Avichai Adra'i, le porte-parole de l'armée israélienne, est toujours actif sur les réseaux sociaux comme il le faisait auparavant. Né à Haïfa d'une famille irako-turque, il est connu pour ses nombreuses activités médiatiques en arabe.

Adra'i, qui parle couramment l'arabe, a toujours réagi aux événements politiques, religieux, sportifs ou artistiques. Il serait suivi par plus d'un million de personnes.

Adra'i connaît bien la portée de sa mission. Il a fait entendre sa voix à une partie du public et des médias arabes. Essentiellement un agent de renseignement spécialisé dans les médias arabes, il a passé la phase d'hostilité avec le public arabe et l'a porté à un autre niveau: une sorte de jeu de tir à la corde évoluant parfois vers des injures et des insultes qu'il traite néanmoins avec professionnalisme.

Vous le voyez utiliser des mots du vocabulaire arabo-islamique, en citant des versets du Saint Coran ou en tweetant des paroles du Prophète ou en faisant des blagues et en faisant rire certains adeptes.

Son passé militaire est un phénomène médiatique digne d'étude. Il est un «modèle» dans l'ouverture des canaux de dialogue, une mission d'un intérêt particulier pour l'armée israélienne.
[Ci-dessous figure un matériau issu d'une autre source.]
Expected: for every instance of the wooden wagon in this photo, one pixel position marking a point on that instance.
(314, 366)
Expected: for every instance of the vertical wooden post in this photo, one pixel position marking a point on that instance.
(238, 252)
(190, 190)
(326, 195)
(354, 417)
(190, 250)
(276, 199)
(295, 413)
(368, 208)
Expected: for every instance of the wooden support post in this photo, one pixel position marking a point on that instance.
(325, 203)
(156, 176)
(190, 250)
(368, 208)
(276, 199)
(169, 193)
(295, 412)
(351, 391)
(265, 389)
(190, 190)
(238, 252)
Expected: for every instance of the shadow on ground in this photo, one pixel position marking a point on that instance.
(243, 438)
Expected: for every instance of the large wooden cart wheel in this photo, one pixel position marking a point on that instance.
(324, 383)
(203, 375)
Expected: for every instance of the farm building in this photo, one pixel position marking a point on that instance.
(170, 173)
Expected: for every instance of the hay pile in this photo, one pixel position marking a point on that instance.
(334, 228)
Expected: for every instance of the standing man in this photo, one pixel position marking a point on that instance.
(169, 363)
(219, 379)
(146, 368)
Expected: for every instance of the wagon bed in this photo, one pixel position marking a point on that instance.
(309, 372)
L'armée utilise Internet pour changer la perception d'Israël en tant qu'ennemi du peuple arabe loin d'une intelligentsia arabe connue pour ses sentiments anti-normalisation.
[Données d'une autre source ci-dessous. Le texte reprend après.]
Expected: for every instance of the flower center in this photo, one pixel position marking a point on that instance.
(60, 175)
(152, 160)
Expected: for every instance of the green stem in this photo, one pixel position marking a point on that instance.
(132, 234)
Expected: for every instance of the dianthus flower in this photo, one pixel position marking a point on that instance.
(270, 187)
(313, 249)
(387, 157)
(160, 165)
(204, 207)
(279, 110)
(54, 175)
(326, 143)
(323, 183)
Les Israéliens sont conscients que la majorité des utilisateurs des réseaux sociaux sont jeunes et qu'ils n'ont pas le même niveau d'hostilité et de conscience collective que les plus âgés. Par conséquent, l'objectif est d'infiltrer ce jeune public directement.

La diplomatie publique israélienne est dynamique mais sérieuse. Elle a atteint des objectifs importants. L'armée israélienne a un appareil médiatique pour produire du contenu ciblant la jeunesse arabe même si les réactions sont des rejets.

Les campagnes de relations publiques dirigées par Adra'i utilisent le facteur temps pour désamorcer le rejet et l'hostilité, et passer à un état d'apathie, de neutralité émotionnelle ou d'état de non-amour et de non-haine. Ce serait une grande réussite pour eux.

L'effet Adra'i est pertinent pour explorer les changements de l'opinion publique arabe, mesurer les niveaux de changement dans la perception publique d'Israël, et travailler pour apporter de réels changements poussant l'agenda pour désensibiliser les Arabes vis-à-vis d’Israël.

Une vidéo publiée récemment sur Twitter montre un porte-parole de l'armée israélienne pratiquant ses compétences en grammaire arabe. Mais au-delà de la grammaire, il y a la psychologie. Le message psychologique qu'il envoie est celui d'un Israël différent.

Mais nous ne pouvons pas reprocher à l'armée israélienne de faire cela, ce que nous devrions nous demander est ce qui suit : les Arabes ont-ils leur propre appareil médiatique pour influencer l'opinion publique israélienne? Malheureusement non. Pas un seul mécanisme médiatique pour s'adresser à l'opinion publique occidentale et internationale à travers les plateformes médiatiques les plus populaires et les plus efficaces du 21ème siècle.